1. Check the anode rod: The anode rod is a metal rod that helps protect the inside of your water heater from corrosion. Over time, the anode rod will rust.

2. Flush the tank: You should flush your water heater tank every few months to remove any sediment that has built up. Which will help improve efficiency and extend the life of your water heater.

3. Adjust the thermostat: You can save energy and extend the life of your water heater by simply adjusting the thermostat to a lower setting (120 degrees Fahrenheit).

4. Inspect for leaks: Regularly inspect your water heater for any signs of leaks or other damage. If you find any damage, try to repair it as soon as possible.

How often should I replace a water heater?

The lifespan of a water heater can vary depending on several factors, including the type of water heater, the quality of installation, maintenance, and the local water quality.

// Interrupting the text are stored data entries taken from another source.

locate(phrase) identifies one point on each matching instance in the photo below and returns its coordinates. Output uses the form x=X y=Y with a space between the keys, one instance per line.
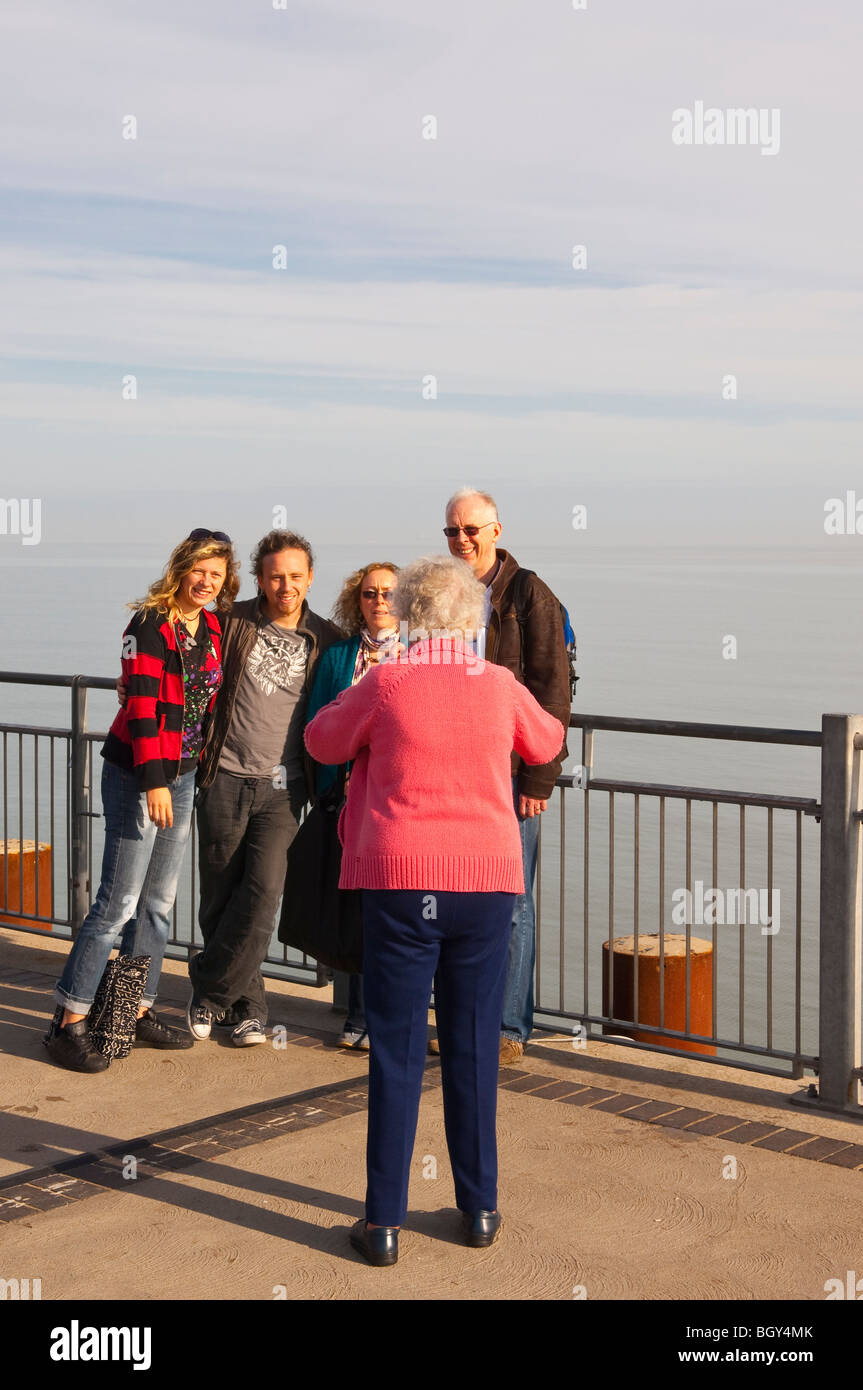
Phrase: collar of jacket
x=505 y=577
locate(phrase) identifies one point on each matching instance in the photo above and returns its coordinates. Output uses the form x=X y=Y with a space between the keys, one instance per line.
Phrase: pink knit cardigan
x=430 y=802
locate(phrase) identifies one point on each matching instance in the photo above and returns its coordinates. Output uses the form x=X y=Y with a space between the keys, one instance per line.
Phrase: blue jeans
x=463 y=950
x=519 y=993
x=139 y=873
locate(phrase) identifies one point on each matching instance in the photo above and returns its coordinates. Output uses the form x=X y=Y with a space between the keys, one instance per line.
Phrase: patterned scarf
x=373 y=649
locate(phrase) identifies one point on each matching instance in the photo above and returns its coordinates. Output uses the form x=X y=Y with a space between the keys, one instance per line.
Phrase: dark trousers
x=245 y=826
x=459 y=941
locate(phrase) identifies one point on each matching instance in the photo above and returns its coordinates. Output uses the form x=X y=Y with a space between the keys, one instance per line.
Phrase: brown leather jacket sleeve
x=546 y=674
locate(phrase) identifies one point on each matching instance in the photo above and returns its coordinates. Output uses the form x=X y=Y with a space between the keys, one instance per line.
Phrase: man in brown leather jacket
x=252 y=786
x=535 y=652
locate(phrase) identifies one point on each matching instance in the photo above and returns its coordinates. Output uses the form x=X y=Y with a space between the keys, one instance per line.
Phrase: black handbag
x=114 y=1011
x=318 y=918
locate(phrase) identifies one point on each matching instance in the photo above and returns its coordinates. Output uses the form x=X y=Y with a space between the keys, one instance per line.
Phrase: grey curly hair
x=439 y=592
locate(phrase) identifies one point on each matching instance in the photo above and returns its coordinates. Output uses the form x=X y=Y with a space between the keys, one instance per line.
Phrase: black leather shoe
x=152 y=1032
x=378 y=1246
x=480 y=1228
x=72 y=1047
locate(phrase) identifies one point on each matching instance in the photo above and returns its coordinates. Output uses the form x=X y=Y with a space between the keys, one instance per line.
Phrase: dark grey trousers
x=245 y=826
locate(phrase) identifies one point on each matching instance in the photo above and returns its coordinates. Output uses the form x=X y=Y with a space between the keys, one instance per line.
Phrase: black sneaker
x=72 y=1047
x=152 y=1032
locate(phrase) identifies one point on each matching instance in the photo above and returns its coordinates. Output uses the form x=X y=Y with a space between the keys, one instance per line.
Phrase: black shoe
x=378 y=1246
x=72 y=1047
x=152 y=1032
x=480 y=1229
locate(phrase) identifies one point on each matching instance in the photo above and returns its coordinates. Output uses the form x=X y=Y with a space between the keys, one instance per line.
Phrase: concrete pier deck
x=623 y=1173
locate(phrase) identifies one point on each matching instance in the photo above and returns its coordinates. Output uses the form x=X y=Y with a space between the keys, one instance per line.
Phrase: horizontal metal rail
x=737 y=798
x=680 y=729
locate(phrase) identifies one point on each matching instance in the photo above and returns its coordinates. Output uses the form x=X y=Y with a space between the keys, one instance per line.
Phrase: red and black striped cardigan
x=146 y=734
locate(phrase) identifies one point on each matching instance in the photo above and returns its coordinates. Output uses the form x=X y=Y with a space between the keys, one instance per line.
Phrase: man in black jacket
x=524 y=633
x=252 y=786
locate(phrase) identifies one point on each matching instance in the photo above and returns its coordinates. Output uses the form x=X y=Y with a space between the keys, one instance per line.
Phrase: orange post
x=24 y=863
x=674 y=975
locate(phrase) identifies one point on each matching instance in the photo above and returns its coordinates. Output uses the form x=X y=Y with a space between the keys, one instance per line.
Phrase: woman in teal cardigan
x=363 y=610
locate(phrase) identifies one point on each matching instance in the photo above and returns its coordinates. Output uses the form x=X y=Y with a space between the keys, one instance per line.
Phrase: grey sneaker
x=248 y=1033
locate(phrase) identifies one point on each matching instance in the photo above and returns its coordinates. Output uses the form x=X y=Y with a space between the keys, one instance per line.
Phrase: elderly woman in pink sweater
x=430 y=834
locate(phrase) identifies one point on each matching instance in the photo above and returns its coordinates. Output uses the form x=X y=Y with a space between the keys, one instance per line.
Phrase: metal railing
x=781 y=1000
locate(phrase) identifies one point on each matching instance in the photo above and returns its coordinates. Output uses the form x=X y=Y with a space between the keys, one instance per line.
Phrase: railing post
x=79 y=806
x=840 y=1016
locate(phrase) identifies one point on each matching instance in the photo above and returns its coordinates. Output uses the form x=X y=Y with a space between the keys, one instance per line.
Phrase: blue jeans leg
x=128 y=849
x=519 y=993
x=149 y=929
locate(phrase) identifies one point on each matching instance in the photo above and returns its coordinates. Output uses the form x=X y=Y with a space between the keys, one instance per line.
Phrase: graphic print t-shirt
x=266 y=730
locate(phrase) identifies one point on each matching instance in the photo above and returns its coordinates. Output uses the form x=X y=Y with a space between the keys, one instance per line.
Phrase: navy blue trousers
x=460 y=943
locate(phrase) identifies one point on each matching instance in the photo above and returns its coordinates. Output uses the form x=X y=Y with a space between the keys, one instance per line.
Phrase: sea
x=710 y=634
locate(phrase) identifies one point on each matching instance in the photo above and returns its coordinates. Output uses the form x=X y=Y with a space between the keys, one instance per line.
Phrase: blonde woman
x=171 y=665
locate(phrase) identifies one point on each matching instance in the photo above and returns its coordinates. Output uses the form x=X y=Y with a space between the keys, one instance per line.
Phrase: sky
x=145 y=267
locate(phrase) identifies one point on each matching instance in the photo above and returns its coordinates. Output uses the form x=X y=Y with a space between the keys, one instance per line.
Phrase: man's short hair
x=273 y=544
x=463 y=494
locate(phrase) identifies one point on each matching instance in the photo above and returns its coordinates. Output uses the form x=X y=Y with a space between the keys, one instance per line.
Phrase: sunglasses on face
x=203 y=533
x=469 y=530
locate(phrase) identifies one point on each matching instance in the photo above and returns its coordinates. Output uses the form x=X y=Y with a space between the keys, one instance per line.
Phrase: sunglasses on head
x=203 y=533
x=469 y=530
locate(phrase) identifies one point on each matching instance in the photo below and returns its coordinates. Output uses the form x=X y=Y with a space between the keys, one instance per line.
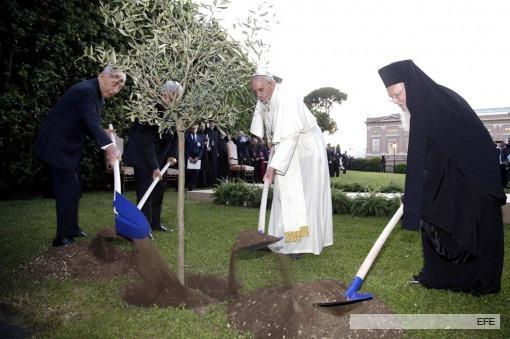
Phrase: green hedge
x=356 y=187
x=365 y=164
x=242 y=194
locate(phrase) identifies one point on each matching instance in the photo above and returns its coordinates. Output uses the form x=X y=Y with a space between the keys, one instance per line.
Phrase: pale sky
x=461 y=44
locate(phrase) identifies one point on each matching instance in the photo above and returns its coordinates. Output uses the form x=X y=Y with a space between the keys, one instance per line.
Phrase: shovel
x=351 y=294
x=256 y=240
x=129 y=220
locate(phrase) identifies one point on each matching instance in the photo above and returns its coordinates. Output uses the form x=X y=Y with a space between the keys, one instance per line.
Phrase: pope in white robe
x=301 y=212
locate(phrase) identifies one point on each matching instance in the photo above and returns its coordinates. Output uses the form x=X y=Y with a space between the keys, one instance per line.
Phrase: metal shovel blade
x=356 y=299
x=129 y=221
x=253 y=240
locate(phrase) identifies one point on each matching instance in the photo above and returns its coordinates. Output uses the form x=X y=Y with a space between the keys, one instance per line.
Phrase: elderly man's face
x=111 y=84
x=397 y=94
x=263 y=89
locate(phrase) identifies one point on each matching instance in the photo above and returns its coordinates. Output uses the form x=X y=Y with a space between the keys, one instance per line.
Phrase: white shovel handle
x=116 y=167
x=379 y=243
x=263 y=206
x=151 y=187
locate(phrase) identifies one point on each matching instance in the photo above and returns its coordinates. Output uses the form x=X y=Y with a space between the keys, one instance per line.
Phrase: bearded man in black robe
x=455 y=201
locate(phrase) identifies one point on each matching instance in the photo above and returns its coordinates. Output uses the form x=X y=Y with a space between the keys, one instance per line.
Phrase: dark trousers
x=504 y=175
x=213 y=162
x=152 y=207
x=67 y=189
x=191 y=179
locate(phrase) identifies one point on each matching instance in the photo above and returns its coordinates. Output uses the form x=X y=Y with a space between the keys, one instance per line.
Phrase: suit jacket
x=146 y=149
x=76 y=114
x=193 y=148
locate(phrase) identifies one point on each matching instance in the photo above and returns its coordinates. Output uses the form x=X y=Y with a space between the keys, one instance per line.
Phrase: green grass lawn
x=93 y=309
x=370 y=178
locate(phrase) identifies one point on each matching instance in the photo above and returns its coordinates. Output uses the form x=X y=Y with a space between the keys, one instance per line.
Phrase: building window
x=376 y=145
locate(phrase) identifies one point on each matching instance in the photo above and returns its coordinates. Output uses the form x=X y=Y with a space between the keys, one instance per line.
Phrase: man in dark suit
x=147 y=152
x=194 y=146
x=214 y=139
x=61 y=139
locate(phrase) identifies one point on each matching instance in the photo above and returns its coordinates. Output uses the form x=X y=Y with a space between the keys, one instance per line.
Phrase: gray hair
x=173 y=87
x=113 y=72
x=266 y=77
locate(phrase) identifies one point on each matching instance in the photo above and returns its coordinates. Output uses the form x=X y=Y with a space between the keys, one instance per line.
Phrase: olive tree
x=176 y=40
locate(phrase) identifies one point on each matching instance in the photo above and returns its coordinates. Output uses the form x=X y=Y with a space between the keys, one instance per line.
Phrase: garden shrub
x=357 y=187
x=365 y=165
x=239 y=193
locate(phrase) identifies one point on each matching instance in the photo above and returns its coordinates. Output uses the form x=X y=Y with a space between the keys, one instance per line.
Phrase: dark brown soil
x=98 y=260
x=288 y=312
x=279 y=312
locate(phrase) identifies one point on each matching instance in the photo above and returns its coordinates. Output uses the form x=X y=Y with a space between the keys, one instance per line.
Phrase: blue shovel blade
x=130 y=221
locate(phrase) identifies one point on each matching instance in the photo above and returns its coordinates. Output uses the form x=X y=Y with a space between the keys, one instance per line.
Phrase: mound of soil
x=282 y=312
x=289 y=312
x=80 y=260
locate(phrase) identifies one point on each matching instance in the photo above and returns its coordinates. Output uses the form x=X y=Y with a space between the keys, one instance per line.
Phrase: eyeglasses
x=395 y=97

Here are some general guidelines for when you should consider replacing a water heater:

Conventional Tank Water Heaters:

Typically, tank-style water heaters have a lifespan of around 8 to 12 years. However, with proper maintenance, they can sometimes last longer. Signs that it’s time for replacement include rust or corrosion on the tank, frequent leaks, decreased hot water supply, or unusual noises.

Tankless Water Heaters:

Tankless water heaters tend to have a longer lifespan, often around 20 years or more. This is because they do not store water and are subject to less wear and tear. Signs for replacement may include a drop in water temperature, reduced flow rate, or if the unit is no longer efficient.

Gas vs. Electric Heaters:

Gas water heaters typically have a shorter lifespan than electric ones, often around 8 to 10 years. This is because the combustion process can lead to more wear on the tank. Electric water heaters can last longer, with a typical lifespan of 10 to 15 years.

Quality and Maintenance:

The quality of the water heater and its installation can significantly affect its lifespan. Higher-quality units and professional installations tend to last longer. Regular maintenance, such as flushing the tank, checking the anode rod, and inspecting for leaks, can extend the life of a water heater.

Who should I call if I have a problem with my water heater?

If you have any problem with the water heater, it’s crucial to call the right person. Depending on the situation, you need to call a plumber, an electrician, or an HVAC technician.

Here are some suggestions on whom you can call if you have a problem with your water heater:

– Plumbers: If you have a plumbing problem, call a plumber.

– Electricians: If you have an electrical problem, call an electrician.

– HVAC technicians: If you have a heating or cooling problem, call an HVAC technician.

Frequently Asked Questions

1. Can I install a water heater myself?

Yes, you can if you are comfortable with basic plumbing skills. However, you will need to purchase an electric water heater, which may require professional installation.

2. Does installing a water heater by yourself void the warranty?

 Installing a water heater can void the manufacturer’s warranty if it doesn’t meet safety standards. However, exceptions exist, such as when installing an electric water heater.

3. Is it better to have the water heater inside or outside?

Having the water heater inside your home can be dangerous if there are cracks in the walls or other areas where cold air could leak into your house. If you install an outdoor unit, ensure it has proper ventilation and protects it from extreme heat.

4. Do tankless water heaters save space?

Yes, they do. These water heaters are a great choice for saving space because they only require hot water when needed. They also help reduce energy consumption because there is no need to store hot water.

5. What type of water heater is most energy-efficient?

It depends upon the size of your home and how much hot water you use. If you want to save money, you can consider replacing an older tankless water heater with a larger capacity.


Water heaters are essential in our lives, and it’s not always easy when they break down. Not only do we have to go without hot water, but we may also have to deal with expensive repairs. That’s why it’s essential to properly maintain your water heater and be aware of the replacement cost. We hope our article seems helpful to you.